Ghulam Mustafa, 30, said he only received food once, a package of flour and other relief goods sufficient to feed a family of six for a week, but only enough to sustain his family of 10 for a few days.
When he later appealed to local officials for more food, they sent him away, he said.
"We are running behind the (aid) trucks, but they give us nothing. They are not listening to us," he said. "Nobody even came here to ask us, 'What do you need?'"
Without the tent Mustafa said he desperately needs, he, his wife and his eight children are sleeping in the rubble of their house under a blue tarp borrowed from a neighbor.
"But he keeps asking for it back," Mustafa said.
Local opposition politician Javed Akhter said the vast majority of the government aid is being funneled to the supporters of the local administration, and rued that his relatively well off region has been reduced to a town of beggars.
Kamal said workers from the disaster management agency sent aid to the affected areas but could not monitor how it was distributed.
Malik Ahmed Hunajara, the local representative to the provincial assembly, denied political favors were influencing aid distribution.
"This is not true," he said. "There is a huge population that is affected and the government cannot give to everybody."
Local and international aid organizations were trying to meet the shortfall.
The army was as well.
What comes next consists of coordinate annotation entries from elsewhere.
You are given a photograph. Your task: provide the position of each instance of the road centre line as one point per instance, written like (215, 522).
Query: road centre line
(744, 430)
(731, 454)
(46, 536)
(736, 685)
Lt. Iqbal Khizar and his unit have been roaming remote parts of Muzaffargarh district with trucks filled with aid in recent days, giving emergency help to those that have fallen through the cracks.
In other places, Islamist groups - some with ties to extremists - were filling the vacuum.
The only source of food for the Tibba Jamal Wala tent camp along the side of the road in Muzaffargarh is the Islamic group Falah-e-Insaniat, which is believed to be a front for Lashkar-e-Taiba, the banned group blamed for the 2008 Mumbai attacks.
"We have to provide food for people in the far areas where no one is going," said Hijrat Khan, a relief official with the group. He overseas dozens of people cooking meals of rice and potatoes that are then shoveled into plastic bags, stacked in vats, loaded on trucks and delivered to flood victims every evening.
The group has provided cooked meals to 1.5 million flood victims, treated more than 300,000 patients and given rations to 85,000 families, Khan said.
At the camp, residents said the government had given them tents, but nothing else, since the camp was established three weeks ago. Three children died from untreated diarrhea, residents said.
The chief minister of the province came recently, said the government was trying its best, but he brought no aid, said Aijaz Hussein, 27.
On Wednesday, the residents held a protest blocking the road. On Thursday, some government officials came to take a survey of the camp, but again brought no aid.
"I don't know what they are thinking, what is in their minds. They provide us nothing," Hussein said. "Now we will not support the government. Whoever helps us we will support."